The authors developed a formulation for effervescent gastroretentive drug delivery techniques using ibuprofen as a model drug. They optimized the formulations by applying full factorial design.
Oct 02, 2010
Volume 34, Issue 10

Various sustained-release drug-delivery and drug-targeting systems are becoming increasingly important for minimizing drug degradation and loss, preventing harmful side effects, increasing drug bioavailability and delivering drug to the required site in the body. Among the various novel drug-delivery systems available, oral controlled-release systems are widely accepted because of their ease of administration, reduced dose and dosing frequency, stable drug levels, effectiveness in the treatment of chronic disease, and convenience for patients due to the systems' simplified dosing schedule (1).

Dosage forms that can be retained in the stomach are called gastroretentive drug-delivery systems (GRDDS). GRDDS are effective for localized drug delivery, lowering the incidence of gastric side effects, reducing irritation (because a small amount of drug is exposed to gastric mucosa at a specific time), and improving the controlled delivery of drugs that have an absorption window, thereby ensuring optimal bioavailability (2, 3).
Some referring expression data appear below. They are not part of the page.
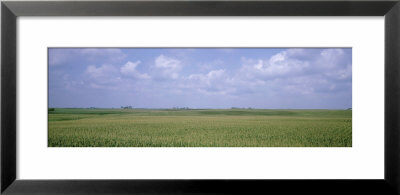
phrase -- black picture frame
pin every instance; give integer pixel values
(10, 10)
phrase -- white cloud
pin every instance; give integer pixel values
(129, 69)
(168, 67)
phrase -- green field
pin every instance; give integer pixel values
(199, 128)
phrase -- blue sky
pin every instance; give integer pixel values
(273, 78)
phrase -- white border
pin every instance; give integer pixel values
(362, 161)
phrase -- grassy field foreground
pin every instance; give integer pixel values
(199, 128)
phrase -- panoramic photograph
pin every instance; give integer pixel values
(199, 97)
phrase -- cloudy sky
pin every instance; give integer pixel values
(274, 78)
This article focuses on a study involving a GRDD formulation using ibuprofen as a model drug. Ibuprofen is a prominent nonsteroidal anti-inflammatory drug used extensively to treat various musculoskeletal and joint disorders, mild to moderate pain, periarticular disorders, soft-tissue disorders, and fever. It also is used as an alternative to indomethacin to treat patent ductus arteriosus (4). The usual treatment amount for painful conditions is between 600 mg and 1.8 g daily in several doses. Patients with rheumatoid arthritis generally require higher doses of ibuprofen than those with osteoarthritis (5). The recommended dose for fever reduction in adults is 200–400 mg every four to six hours to a maximum of 1.2 g daily (4).
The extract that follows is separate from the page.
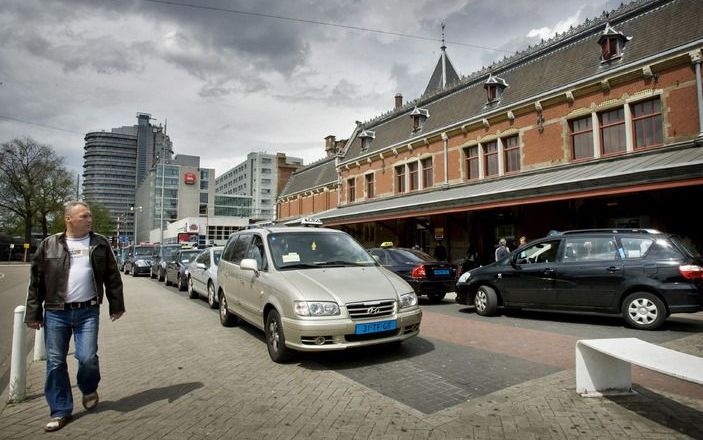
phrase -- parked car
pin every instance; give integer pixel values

The drug has proven therapeutic efficacy, tolerability, and safety, and is, therefore, the drug of first choice in the management of these conditions (6). The drug's short plasma half-life (i.e., 2 h) necessitates frequent oral dosing to maintain the desired steady-state level, and this frequency can cause poor patient compliance (7). Furthermore, conventional dosage forms do not provide protection against early-morning joint stiffness, which is common in rheumatoid states (8). Thus, administering such a drug as a modified-release dosage form provides clinical benefit and related advantages. Because of the low amount of drug in the stomach, the controlled release of ibuprofen reduces risk of local irritation, compared with conventional dosage forms (9).
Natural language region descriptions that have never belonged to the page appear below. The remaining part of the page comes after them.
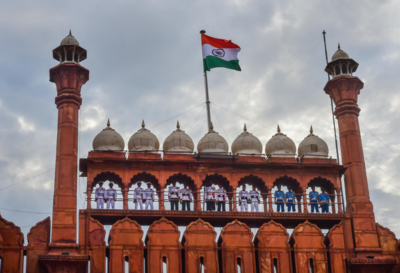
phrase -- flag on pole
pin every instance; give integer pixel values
(219, 53)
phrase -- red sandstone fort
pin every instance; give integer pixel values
(354, 241)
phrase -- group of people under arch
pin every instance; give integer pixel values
(214, 196)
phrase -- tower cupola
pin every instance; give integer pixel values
(341, 64)
(69, 51)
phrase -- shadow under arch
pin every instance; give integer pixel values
(182, 179)
(145, 177)
(110, 176)
(288, 182)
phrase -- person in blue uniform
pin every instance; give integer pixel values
(290, 200)
(314, 199)
(325, 200)
(279, 199)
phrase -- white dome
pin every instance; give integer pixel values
(246, 143)
(108, 140)
(312, 145)
(212, 142)
(143, 140)
(178, 141)
(280, 145)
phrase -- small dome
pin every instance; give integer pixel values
(70, 40)
(108, 140)
(340, 54)
(178, 141)
(313, 145)
(280, 145)
(246, 143)
(143, 140)
(212, 142)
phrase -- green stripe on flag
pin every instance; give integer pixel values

Table I: List of chemicals and their purities. (ALL IMAGES ARE COURTESY OF THE AUTHORS)
Ibuprofen was obtained as a sample from Alkem Laboratories (Mumbai). Hydroxypropyl methylcellulose (HPMC) K4M and K15M grades, carbomer 934P grade, and sodium bicarbonate were purchased from Central Drug House (Delhi, India). Polyvinyl pyrrolidone K30 grade, lactose, magnesium stearate, and purified talc were purchased from Loba Chemie (Mumbai). The purity and chemical structure of the chemicals are summarized in Table I. All other chemicals and reagents used in the study were of analytical grade. The authors conducted Fourier transform infrared spectroscopy studies to assess the ingredients' compatibility. Ibuprofen was incompatible with polyvinyl pyrrolidone, so Carbopol was used as binder. Magnesium stearate also was incompatible with ibuprofen at concentrations greater than 5%.